Supported Frameworks and AWS Regions - Amazon SageMaker

Supported Frameworks and AWS Regions

Before using the SageMaker model parallel library, check the supported frameworks and instance types, and determine if there are enough quotas in your AWS account and AWS Region.

Supported Frameworks

The SageMaker model parallel library supports the following deep learning frameworks and is available in AWS Deep Learning Containers (DLC) or downloadable as a binary file.
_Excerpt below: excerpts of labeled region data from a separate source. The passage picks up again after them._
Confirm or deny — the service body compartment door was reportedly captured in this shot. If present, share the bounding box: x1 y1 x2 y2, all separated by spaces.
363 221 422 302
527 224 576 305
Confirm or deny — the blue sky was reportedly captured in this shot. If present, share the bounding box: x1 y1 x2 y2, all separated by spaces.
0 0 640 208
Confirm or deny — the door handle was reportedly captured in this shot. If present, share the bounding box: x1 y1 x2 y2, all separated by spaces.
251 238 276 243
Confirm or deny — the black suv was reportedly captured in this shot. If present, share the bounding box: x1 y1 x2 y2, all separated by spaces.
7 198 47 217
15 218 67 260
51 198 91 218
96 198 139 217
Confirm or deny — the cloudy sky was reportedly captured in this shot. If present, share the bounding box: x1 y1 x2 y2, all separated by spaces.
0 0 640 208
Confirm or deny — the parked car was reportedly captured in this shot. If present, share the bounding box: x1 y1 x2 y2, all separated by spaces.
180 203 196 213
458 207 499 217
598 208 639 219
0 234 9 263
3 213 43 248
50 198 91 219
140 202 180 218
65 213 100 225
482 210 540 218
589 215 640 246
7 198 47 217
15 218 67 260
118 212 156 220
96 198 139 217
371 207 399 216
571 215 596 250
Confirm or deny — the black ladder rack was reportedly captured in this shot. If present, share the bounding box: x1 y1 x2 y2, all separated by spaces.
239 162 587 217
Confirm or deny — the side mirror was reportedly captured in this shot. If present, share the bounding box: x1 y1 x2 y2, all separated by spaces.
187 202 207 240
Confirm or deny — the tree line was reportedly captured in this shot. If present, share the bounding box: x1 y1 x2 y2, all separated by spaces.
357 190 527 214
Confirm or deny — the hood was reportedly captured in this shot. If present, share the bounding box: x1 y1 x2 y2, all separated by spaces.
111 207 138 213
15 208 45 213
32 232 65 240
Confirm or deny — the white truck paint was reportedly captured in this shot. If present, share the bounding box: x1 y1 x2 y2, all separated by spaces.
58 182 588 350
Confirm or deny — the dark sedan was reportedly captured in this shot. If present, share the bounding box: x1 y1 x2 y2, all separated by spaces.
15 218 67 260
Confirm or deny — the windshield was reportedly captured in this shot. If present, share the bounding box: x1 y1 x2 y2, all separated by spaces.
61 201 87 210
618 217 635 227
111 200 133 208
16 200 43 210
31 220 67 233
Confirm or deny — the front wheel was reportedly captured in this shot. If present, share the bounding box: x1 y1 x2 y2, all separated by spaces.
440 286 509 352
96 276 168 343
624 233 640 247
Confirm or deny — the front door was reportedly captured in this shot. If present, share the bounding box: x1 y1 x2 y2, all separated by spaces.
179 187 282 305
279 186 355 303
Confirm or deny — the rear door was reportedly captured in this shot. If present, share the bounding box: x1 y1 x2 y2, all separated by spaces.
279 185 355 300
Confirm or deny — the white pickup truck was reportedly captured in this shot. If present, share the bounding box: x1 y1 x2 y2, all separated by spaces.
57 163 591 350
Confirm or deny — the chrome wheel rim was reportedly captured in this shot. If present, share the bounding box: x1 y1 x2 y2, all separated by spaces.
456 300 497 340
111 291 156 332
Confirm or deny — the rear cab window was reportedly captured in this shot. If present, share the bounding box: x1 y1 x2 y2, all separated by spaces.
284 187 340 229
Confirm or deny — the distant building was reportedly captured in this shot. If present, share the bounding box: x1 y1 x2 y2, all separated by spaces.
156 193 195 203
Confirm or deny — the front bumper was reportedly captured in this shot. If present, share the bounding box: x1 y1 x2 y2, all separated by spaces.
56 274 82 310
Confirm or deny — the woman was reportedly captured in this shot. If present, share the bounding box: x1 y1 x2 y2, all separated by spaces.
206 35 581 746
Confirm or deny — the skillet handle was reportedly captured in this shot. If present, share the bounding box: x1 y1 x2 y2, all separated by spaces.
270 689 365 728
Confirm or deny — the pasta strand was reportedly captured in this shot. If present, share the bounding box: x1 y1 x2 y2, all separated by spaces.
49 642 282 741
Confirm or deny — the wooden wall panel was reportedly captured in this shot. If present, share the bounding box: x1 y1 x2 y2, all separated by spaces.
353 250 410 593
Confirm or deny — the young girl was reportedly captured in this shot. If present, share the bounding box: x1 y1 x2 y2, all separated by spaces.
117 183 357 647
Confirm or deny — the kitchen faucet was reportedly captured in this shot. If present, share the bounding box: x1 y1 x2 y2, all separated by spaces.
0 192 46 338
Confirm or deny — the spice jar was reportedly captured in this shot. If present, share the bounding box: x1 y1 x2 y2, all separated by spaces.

PyTorch versions supported by SageMaker and the SageMaker distributed model parallel library
PyTorch version SageMaker distributed model parallel library version smdistributed-modelparallel integrated DLC image URI URL of the binary file**
v1.12.0* smdistributed-modelparallel==v1.11.0

763104351884.dkr.ecr.<region>.amazonaws.com/pytorch-training:1.12.0-gpu-py38-cu113-ubuntu20.04-sagemaker

https://sagemaker-distributed-model-parallel.s3.us-west-2.amazonaws.com/pytorch-1.12.0/build-artifacts/2022-08-12-16-58/smdistributed_modelparallel-1.11.0-cp38-cp38-linux_x86_64.whl
v1.11.0* smdistributed-modelparallel==v1.10.0

763104351884.dkr.ecr.<region>.amazonaws.com/pytorch-training:1.11.0-gpu-py38-cu113-ubuntu20.04-sagemaker

https://sagemaker-distributed-model-parallel.s3.us-west-2.amazonaws.com/pytorch-1.11.0/build-artifacts/2022-07-11-19-23/smdistributed_modelparallel-1.10.0-cp38-cp38-linux_x86_64.whl
v1.10.2* smdistributed-modelparallel==v1.7.0

763104351884.dkr.ecr.<region>.amazonaws.com/pytorch-training:1.10.2-gpu-py38-cu113-ubuntu20.04-sagemaker

-
v1.10.0 smdistributed-modelparallel==v1.5.0

763104351884.dkr.ecr.<region>.amazonaws.com/pytorch-training:1.10.0-gpu-py38-cu113-ubuntu20.04-sagemaker

-
v1.9.1 smdistributed-modelparallel==v1.4.0

763104351884.dkr.ecr.<region>.amazonaws.com/pytorch-training:1.9.1-gpu-py38-cu111-ubuntu20.04

-
v1.8.1* smdistributed-modelparallel==v1.6.0

763104351884.dkr.ecr.<region>.amazonaws.com/pytorch-training:1.8.1-gpu-py36-cu111-ubuntu18.04

-

* The SageMaker distributed model parallel library v1.6.0 and later provides extended features for PyTorch. For more information, see Extended Features of the SageMaker Model Parallel Library for PyTorch.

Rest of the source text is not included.